“Onde está a malta que queria ser astronauta?” e tantas outras questões à volta da Educação e da Interculturalidade



Foi de verdade uma tertúlia. Pessoas em círculo à volta de um tema: Educação e Interculturalidade. Palavra puxa palavra, ideia motiva ideias e aconteceu que ficaram no ar questões pertinentes para algo maior. Soube a pouco; apetecia aprofundamento dos temas abordados em tom tertuliano, como se prometia. Quem, por exemplo, não conhecesse a Escola da Ponte ficaria com vontade indómita de conhecer. Entrar escola adentro, espreitar os cantos, demorar-se por lá, conhecer efetivamente. Mas todos ali sabíamos desse projeto educativo tão especial, fundado em 1976, por José Pacheco. Mas uma coisa é saber, assim, pela rama; outra coisa, distinta, é ouvir falar quem sabe, quem lá trabalha e acompanha o projeto escolar, por dentro, neste percurso de quatro décadas a ensinar de forma diferente, a criar um novo paradigma de ensino, tantas vezes posto em causa e outras tantas admirado, estudado, apontado como exemplo superior. O modelo de ensino a que a alguns provoca medo, inseguranças e desconfianças; a outros dá vontade de cantar, com musiquinha antiga a adaptar palavras: é uma escola muito engraçada não tinha aulas não tinha nada [do vigente paradigma do ensino em Portugal]. Mas é assim mesmo, da natureza humana, diferentes sensibilidades para a mesma questão.

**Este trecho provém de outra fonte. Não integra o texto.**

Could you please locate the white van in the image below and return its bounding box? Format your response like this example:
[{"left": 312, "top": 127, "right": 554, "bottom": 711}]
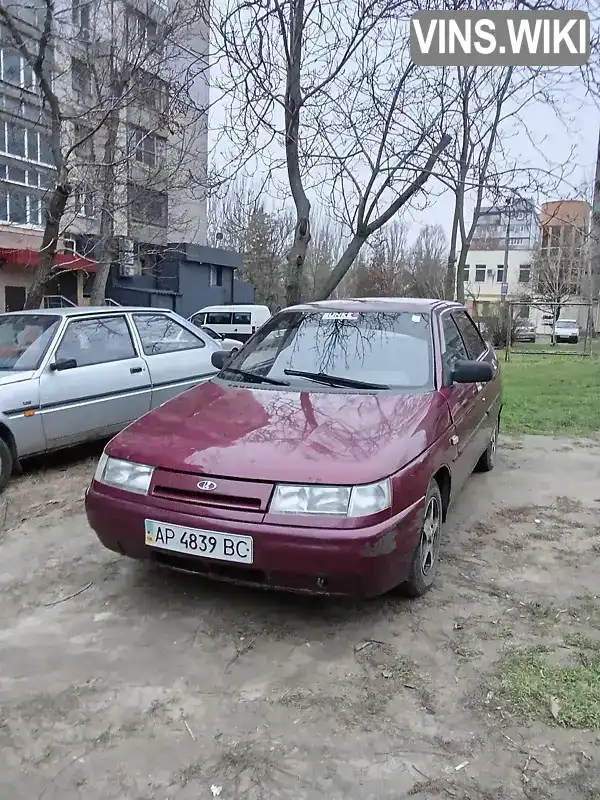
[{"left": 189, "top": 305, "right": 271, "bottom": 342}]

Ana Moreira e Eugénia Tavares falaram com conhecimento dessa causa que abraçam de alma e coração, a Escola da Ponte; das oportunidades educativas de excelência que proporciona; do papel ativo dos alunos na vida da escola e nas diferentes matérias que escolhem estudar; da responsabilização de toda a equipa; da peculiar gestão escolar; da iniciação; da consolidação e do aprofundamento, fases distintas a estruturarem o projeto; dos 74 dispositivos pedagógicos; dos alunos a escolherem o professor-tutor. E, atenção, estamos a falar de uma escola pública. E como é que uma escola destas promove as questões da diversidade? “Porque parte de um referencial básico: os direitos humanos. E porque trata a individualidade de cada um com primazia. Não há, não pode haver uma tábua rasa para todos”, explicou Ana Moreira, acrescentando que, apesar da Escola da Ponte, ser um caso de estudo, pioneiro, tem observado por aí “muito boas práticas, exemplos de trabalho muito interessantes”. A mudança está em curso, mas é lentíssima. Não é fácil uma mudança inteira e de uma só vez, muito menos, no sistema educativo de um país. E a conversa prosseguiu sempre num tom informal - “como as cerejas” – e Francisco Machado, professor na ISMAI, foi introduzindo ideias muito sérias, algumas em tom jocoso: “Onde está a malta que queria ser astronauta?” Os alunos de agora querem todos ter uma profissão “real” que permita não andar a contar os euros. Falou-se da colisão do sonho com a realidade. E falou-se da cultura da participação, da imperativa necessidade de participar e, novamente de outra colisão, a da participação com o poder, com as relações de poder. “A boa educação dá trabalho”, sublinhou Francisco Machado que falou de algumas boas práticas americanas e acrescentou que nos falta uma escola mais sistémica. Falta coesão e identidade.  Falta participação. Novamente. “Mas quem quer participar, quando em causa está o seu poder, as diversas relações de poder estabelecidas, geralmente numa hierarquia vertical?”, interrogou Cláudia Albergaria, socióloga da EAPN Portugal. E a conversa, prosseguiu aqui e ali, com a constatação de boas práticas dispersas, exemplos solitários e, ainda, sem força congregadora. 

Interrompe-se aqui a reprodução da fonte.